Mindfulness helps to prevent the onset of holiday blues and SAD by reshaping our brain! Mindful practices work to heal damage that is seen in the anterior cingulate cortex and the hippocampus for individuals who suffer from depression or anxiety or those that make rash decisions (Fox et al., 2014). This physical reshaping of the brain reduces stress and anxiety, helping us monitor emotions that arise as the holiday season approaches. To learn more about specific ways to mindfully navigate your holiday season try implementing our TOPPSTips below:
Mindful Miles. Physical activity can help relax your mind, releasing negative energy and stress. While walking or jogging, focus on your breathing and the path in front of you. Allow yourself to let go of any tension and be present in the moment of your exercise. #MindfulMiles
Crafty Connection. Art, Music, or Dance is a great away to heighten your senses, alleviate stress, and increase emotional connection. Crafting with others will also improve your emotional mindset. Try making holiday decorations and listening to music together.
Triple Threat Breathing. Practice intentionally breathing. Bring focus and awareness to your breath, being calm and keen on your surroundings to ground you and embrace the moment.
Disengage to Engage. Turn off, tuck away, or tune out the distracting nuances of social media, emails, TV and more. Enjoy the quiet, or silly chatter of those around you. Be curious and content with your surroundings.

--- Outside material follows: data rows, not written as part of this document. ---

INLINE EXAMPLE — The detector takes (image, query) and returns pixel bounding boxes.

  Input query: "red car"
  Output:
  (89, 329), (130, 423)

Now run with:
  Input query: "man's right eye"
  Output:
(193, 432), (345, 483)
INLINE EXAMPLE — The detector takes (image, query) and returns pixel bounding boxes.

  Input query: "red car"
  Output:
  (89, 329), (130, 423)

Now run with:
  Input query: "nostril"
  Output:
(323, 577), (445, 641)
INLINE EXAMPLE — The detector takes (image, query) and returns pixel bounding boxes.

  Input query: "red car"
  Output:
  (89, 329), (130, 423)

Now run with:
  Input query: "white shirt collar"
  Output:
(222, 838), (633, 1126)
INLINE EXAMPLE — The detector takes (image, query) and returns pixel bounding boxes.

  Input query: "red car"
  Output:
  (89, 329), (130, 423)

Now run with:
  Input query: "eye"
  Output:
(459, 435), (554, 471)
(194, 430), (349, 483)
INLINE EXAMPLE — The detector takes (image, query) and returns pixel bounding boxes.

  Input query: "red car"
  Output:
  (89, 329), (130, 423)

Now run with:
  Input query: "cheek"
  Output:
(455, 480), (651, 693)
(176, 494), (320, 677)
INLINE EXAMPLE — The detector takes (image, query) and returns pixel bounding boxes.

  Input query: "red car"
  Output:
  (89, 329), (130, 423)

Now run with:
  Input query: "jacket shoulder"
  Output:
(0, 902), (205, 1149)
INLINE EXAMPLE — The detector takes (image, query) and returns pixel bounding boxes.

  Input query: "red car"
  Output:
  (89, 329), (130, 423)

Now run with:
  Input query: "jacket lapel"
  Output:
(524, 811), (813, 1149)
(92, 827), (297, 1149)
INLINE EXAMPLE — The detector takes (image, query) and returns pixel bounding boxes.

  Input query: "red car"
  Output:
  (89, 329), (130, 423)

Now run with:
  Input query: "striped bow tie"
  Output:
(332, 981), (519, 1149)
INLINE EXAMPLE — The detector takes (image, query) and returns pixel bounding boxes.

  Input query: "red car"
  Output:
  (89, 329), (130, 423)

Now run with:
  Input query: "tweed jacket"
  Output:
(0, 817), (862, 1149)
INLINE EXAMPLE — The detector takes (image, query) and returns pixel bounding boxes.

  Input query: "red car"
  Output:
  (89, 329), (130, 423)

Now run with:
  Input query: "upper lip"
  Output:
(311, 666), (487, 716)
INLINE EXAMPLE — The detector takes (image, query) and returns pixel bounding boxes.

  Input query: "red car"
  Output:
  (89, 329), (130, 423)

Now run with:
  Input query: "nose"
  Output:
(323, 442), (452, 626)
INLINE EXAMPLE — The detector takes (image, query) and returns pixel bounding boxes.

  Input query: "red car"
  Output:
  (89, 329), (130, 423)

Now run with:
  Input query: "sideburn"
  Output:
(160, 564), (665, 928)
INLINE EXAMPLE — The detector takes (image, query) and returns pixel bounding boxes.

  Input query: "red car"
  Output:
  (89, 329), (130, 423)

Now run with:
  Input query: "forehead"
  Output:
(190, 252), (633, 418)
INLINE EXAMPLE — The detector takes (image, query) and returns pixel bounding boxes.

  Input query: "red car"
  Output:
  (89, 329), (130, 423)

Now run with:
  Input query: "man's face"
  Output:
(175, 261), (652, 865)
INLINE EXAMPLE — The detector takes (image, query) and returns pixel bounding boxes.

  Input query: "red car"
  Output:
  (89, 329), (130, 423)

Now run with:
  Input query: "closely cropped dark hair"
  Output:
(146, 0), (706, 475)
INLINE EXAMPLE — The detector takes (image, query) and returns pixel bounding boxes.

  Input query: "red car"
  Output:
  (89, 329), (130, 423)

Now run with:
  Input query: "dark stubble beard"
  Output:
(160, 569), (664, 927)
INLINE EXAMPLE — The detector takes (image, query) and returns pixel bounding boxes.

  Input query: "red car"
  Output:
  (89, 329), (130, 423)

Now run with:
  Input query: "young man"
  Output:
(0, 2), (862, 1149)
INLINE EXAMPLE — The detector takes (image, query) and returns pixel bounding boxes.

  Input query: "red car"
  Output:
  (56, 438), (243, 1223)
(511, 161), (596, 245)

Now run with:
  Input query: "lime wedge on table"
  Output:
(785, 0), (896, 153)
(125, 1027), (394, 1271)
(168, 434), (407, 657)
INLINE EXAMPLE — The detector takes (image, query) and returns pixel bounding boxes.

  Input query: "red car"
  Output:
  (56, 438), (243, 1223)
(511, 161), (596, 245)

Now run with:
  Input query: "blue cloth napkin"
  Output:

Tisk-Task To Do’s. Multitasking causes us to divide our attention and lack awareness of our own consciousness. Make a list and focus on completing one To Do item at a time.
Here at TOPPS we believe in a Balanced Mind, Balanced Body. One way to assist you in developing this goal is to be more mindful. Practice our mindfulness TOPPSTips to increase your emotional wellbeing and connectivity to others. While these tips are useful, it takes time and energy to implement daily. If you find that you are unable to manage your emotions and may need more assistance please visit our website to learn more about services we offer. Have a mindful holiday season from us at TOPPS!
Davis, D. M., & Hayes, J. A. (2011). What Are the Benefits of Mindfulness? A Practice Review of Psychotherapy-Related Research. American Psychological Association, 48(2), pp. 198 208. Retrieved from http://www.apa.org/pubs/journals/features/pst-48-2-198.pdf
Fox, K. C. R., Nijeboer, S., Dixon, M. L., Floman, J. L., Ellamil, M., Rumak, S. P., Sedlmeier, P., & Christoff, K. (2014). Is Meditation Associated with Altered Brain Structure? A Systematic Review and Meta-analysis of Morphometric Neuroimaging in Meditation Practitioners. Neuroscience & Biobehavioral Reviews, 43, pp. 48-73. Retrieved from http://www.sciencedirect.com/science/article/pii/S0149763414000724?via%3Dihub
Greenstein, L. (2015, November 19). Tips for Managing the Holiday Blues [Web log post]. Retrieved from https://www.nami.org/Blogs/NAMI-Blog/November-2015/Tips-for-Managing-the-Holiday-Blues
Kurlansik, S. L., & Ibay, A. D. (2013). Seasonal Affective Disorder. Indian Journal of Clinical Practice, 24(7), pp. 607-610. Retrieved from http://medind.nic.in/iaa/t13/i12/iaat13i12p607.pdf
Rohan, K. J., & Rough, J. N. (2017). Seasonal Affective Disorder. In The Oxford Handbook of Mood Disorders (pp. 254-265). New York, NY: Oxford University Press.